Le sport aura été le point de départ de sa relation avec Matthieu Martel, mais l’homme, qui est de près de 20 ans son aîné, a été beaucoup plus que ça pour elle. À 14 ans, elle le voyait littéralement comme son premier amour, aussi malsain que cela puisse paraître aujourd’hui.

« J’étais sous son emprise totalement, j’étais en amour. C’est ridicule, je sais, mais j’étais obnubilé », a confié la femme, manifestement nerveuse de devoir raconter ces sombres pans de sa vie.

Pilule du lendemain

Elle se souvient parfaitement de la date du soir de novembre où elle a perdu sa virginité. Selon son récit, Amélie Dubé, qui entraînait au club Phoenix et qui cohabitait aussi avec Matthieu Martel, l’a ramenée à son appartement, où de premiers contacts sexuels seraient survenus. Puis, l’homme les aurait rejointes.

« Je me suis sentie vraiment pas bien. Et c’est là que Matthieu m’a pénétrée, pas de condom », a raconté Justine.

Une deuxième relation sexuelle aurait eu lieu avec Martel cette nuit-là. Puis, le lendemain matin, ses coachs l’auraient conduite à la pharmacie pour lui acheter la pilule du lendemain.


Les deux entraîneurs de cheerleading Matthieu Martel et Amélie Dubé font face à des chefs d’accusation de nature sexuelle.


Photo tirée de INSTAGRAM, MATTHIEU MARTEL

Le nom de Dubé revient souvent depuis le début du procès de Matthieu Martel cette semaine. La femme de 40 ans faisait initialement partie des plaignantes contre l’entraîneur, qui a été récemment acquitté du chef d’accusation d’agression sexuelle la visant au terme d’un premier procès.

Amélie Dubé a quant à elle plaidé coupable à des accusations d’agression sexuelle et de contacts sexuels pour les événements impliquant Justine.
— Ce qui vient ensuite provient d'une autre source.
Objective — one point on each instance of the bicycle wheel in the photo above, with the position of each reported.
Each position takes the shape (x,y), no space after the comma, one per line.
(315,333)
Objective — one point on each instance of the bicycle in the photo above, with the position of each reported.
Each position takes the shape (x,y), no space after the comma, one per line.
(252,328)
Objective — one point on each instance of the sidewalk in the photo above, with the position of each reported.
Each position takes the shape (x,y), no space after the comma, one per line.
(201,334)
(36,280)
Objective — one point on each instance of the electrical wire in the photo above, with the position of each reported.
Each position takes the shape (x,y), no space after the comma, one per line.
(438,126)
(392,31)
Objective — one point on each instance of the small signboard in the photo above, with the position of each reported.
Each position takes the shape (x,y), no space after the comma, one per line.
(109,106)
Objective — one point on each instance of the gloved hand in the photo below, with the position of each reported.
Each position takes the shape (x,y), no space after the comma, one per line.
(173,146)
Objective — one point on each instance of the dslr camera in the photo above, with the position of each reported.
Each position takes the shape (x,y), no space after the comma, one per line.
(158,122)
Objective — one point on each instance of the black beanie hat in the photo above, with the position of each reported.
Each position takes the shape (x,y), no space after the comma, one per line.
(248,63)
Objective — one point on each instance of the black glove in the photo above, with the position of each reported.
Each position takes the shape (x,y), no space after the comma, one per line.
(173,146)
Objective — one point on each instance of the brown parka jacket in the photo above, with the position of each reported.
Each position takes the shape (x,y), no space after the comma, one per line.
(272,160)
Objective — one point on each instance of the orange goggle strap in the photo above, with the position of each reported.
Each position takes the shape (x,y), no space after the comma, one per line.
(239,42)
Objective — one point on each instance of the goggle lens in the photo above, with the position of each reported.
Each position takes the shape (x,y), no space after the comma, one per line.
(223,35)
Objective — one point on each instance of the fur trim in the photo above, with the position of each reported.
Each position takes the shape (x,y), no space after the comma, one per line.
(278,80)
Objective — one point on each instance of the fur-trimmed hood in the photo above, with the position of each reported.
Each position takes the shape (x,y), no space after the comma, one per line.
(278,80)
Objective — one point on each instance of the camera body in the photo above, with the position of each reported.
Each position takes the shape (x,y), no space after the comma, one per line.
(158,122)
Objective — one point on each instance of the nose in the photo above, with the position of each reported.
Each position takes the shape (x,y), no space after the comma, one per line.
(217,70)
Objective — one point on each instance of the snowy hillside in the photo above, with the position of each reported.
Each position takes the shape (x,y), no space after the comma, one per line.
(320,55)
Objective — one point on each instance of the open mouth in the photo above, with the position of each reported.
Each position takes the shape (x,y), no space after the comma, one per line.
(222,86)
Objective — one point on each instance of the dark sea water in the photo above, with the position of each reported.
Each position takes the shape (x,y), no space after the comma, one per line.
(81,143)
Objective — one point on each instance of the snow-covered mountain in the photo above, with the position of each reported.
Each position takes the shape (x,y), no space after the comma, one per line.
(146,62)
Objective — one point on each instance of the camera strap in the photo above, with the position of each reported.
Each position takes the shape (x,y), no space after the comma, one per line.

Elle est en attente de sa peine.

Témoignage suspendu

Après avoir expliqué que les échanges de photos intimes et les relations sexuelles avec son entraîneur se sont multipliés à la suite de cette première fois traumatisante, Justine a flanché.

Au retour de la pause du dîner, le procureur de la Couronne Louis-Philippe Desjardins a expliqué à la cour que la plaignante était dans un état psychologique tel qu’elle ne pourrait pas poursuivre.


Me Louis-Philippe Desjardins, procureur aux poursuites criminelles et pénales (DPCP), au palais de justice de Québec le 21 janvier 2025.


Photo PIERRE-PAUL BIRON

Elle doit revenir à la barre vendredi matin pour la suite de son témoignage.

Matthieu Martel a quant à lui informé le tribunal, par l’entremise de ses avocates, qu’il souhaitait formuler une demande de révision de sa détention, qui avait été ordonnée pour la durée des procédures.

« Ce n’est pas un simple caprice », a indiqué l’accusé, soulignant que certains éléments dans la preuve initialement déposée contre lui « disparaissaient ».

Le juge Charles-Olivier Gosselin a invité la défense à préparer une requête écrite, qui pourrait être déposée ultérieurement dans le cadre du procès prévu pour quatre semaines.